Diversity and Information Media: New Tools for a Multifaceted Public Debate (DIAMOND)

Information media diversity is quintessential for the working of contemporary democracies. Often dealt with separately in previous research, there are three dimensions of diversity in journalistic

practice: (1) diversity of issues or the extent to which different news themes are covered; (2) diversity of actors (or identities), looking at actors, belonging to different societal groups (in terms of age,

gender, ethnicity, sexual orientation, disability and class); (3) viewpoint (or opinion) diversity, or exposure to a variety of perspectives on the issue.

 

Although quintessential, information media diversity is currently under threat. Threats emanate from different parallel yet interrelated trends: (1) concentration tendencies in the media with content consequences; (2) possibilities offered by digital technologies to reuse and redistribute existing content through different channels; and (3) possibilities offered by IP address-based technologies to target content at specific audiences. Consequently, the old logic that used to govern the media, that of ‘representative diversity’, that gives a proportional representation of social groups in society, is no longer sufficient.
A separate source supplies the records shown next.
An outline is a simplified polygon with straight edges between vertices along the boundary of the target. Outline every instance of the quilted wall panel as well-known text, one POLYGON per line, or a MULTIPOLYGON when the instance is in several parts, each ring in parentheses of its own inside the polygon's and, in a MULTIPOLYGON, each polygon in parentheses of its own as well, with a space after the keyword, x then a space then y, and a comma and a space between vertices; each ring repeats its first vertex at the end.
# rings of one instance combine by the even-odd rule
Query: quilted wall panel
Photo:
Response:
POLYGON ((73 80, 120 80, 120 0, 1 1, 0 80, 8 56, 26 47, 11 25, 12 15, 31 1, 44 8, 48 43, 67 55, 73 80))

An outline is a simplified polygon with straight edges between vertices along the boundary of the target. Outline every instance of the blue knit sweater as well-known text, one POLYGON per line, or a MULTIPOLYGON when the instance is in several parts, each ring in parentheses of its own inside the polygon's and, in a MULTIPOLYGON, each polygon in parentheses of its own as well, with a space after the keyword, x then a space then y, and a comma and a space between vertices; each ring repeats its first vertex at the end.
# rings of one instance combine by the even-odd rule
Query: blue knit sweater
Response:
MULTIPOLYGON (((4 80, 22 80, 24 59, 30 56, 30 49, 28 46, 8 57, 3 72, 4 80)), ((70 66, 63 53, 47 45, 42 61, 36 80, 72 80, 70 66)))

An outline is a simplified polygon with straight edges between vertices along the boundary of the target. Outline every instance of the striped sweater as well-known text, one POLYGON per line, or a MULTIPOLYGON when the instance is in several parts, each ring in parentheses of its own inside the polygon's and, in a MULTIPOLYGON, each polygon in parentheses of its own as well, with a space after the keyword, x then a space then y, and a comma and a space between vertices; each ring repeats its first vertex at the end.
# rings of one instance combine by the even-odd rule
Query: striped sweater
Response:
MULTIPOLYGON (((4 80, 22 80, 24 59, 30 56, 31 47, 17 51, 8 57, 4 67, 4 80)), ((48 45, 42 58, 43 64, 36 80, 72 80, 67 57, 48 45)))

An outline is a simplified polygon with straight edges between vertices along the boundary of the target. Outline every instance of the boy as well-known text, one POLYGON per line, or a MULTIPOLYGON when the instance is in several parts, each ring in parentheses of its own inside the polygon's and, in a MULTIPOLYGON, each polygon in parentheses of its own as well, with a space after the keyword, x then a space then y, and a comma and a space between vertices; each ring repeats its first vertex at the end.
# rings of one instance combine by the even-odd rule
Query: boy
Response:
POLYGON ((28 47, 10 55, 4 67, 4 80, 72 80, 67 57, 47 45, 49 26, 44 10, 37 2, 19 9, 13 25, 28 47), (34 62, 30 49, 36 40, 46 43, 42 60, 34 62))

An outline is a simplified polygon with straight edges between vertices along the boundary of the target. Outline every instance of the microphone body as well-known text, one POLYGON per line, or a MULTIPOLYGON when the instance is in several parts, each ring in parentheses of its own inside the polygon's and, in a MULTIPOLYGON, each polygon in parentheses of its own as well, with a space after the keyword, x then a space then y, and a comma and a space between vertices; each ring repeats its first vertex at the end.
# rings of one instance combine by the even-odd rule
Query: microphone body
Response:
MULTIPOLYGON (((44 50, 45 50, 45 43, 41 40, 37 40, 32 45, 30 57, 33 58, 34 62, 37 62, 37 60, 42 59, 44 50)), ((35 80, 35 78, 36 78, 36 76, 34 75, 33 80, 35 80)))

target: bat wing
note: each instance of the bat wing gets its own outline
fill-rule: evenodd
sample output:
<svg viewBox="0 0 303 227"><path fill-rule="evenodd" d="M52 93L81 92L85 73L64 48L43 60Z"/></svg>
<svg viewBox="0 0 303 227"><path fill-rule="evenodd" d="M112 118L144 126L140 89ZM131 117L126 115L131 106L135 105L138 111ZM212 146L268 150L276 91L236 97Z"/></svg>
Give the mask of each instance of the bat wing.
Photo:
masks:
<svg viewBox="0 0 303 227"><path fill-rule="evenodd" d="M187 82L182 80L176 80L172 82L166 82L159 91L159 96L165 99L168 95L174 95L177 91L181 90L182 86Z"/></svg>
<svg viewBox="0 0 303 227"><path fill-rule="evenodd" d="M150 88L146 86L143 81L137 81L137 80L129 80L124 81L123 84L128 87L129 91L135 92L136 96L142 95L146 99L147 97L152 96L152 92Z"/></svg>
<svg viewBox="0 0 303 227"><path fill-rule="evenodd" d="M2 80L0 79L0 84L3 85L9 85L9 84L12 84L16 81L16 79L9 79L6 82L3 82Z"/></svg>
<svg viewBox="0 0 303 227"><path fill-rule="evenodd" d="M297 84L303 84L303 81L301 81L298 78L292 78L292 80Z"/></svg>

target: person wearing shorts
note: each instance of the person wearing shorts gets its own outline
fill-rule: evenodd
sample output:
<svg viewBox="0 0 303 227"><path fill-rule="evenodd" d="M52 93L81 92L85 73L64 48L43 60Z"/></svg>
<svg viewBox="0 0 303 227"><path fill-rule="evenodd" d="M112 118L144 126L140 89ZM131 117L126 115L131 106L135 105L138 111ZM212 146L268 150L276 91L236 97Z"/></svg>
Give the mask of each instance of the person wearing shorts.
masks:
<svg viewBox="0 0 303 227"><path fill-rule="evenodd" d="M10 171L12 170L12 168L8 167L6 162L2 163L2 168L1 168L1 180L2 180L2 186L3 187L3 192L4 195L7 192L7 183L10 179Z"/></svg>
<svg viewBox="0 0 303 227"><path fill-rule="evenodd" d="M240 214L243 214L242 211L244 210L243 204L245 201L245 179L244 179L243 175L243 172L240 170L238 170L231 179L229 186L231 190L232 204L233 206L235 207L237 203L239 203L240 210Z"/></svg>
Given a diversified media production and differentiated audiences, a new, more elaborate and better equipped paradigm through which diversity is obtained and stimulated, is needed.

 

This is why we introduce a novel normative rationale that we label ‘responsive diversity’. Rather than being a reflection of society, the notion of responsive diversity assumes that the media hold a mirror to society, pointing at the critical function of news media. In the context of responsive diversity, journalists are not only critical of their sources but also, if necessary, of their audiences by taking them out of their ideological comfort zones. This can be achieved through dialogue with and among news media users. As such, the connective function of responsive diversity takes shape.

 

The overall scientific aim of this project is to develop, substantiate, operationaliSe and implement the notion of responsive diversity. The new rationale for media diversity will be elaborated in the normative WP of this project proposal. The guidelines developed in this normative WP will also feed into the development of practical tools that will support the implementation of responsive diversity by three types of actors: (1) policy makers and regulators, (2) media professionals, in particular journalists, and (3) end users of media outputs and their representatives.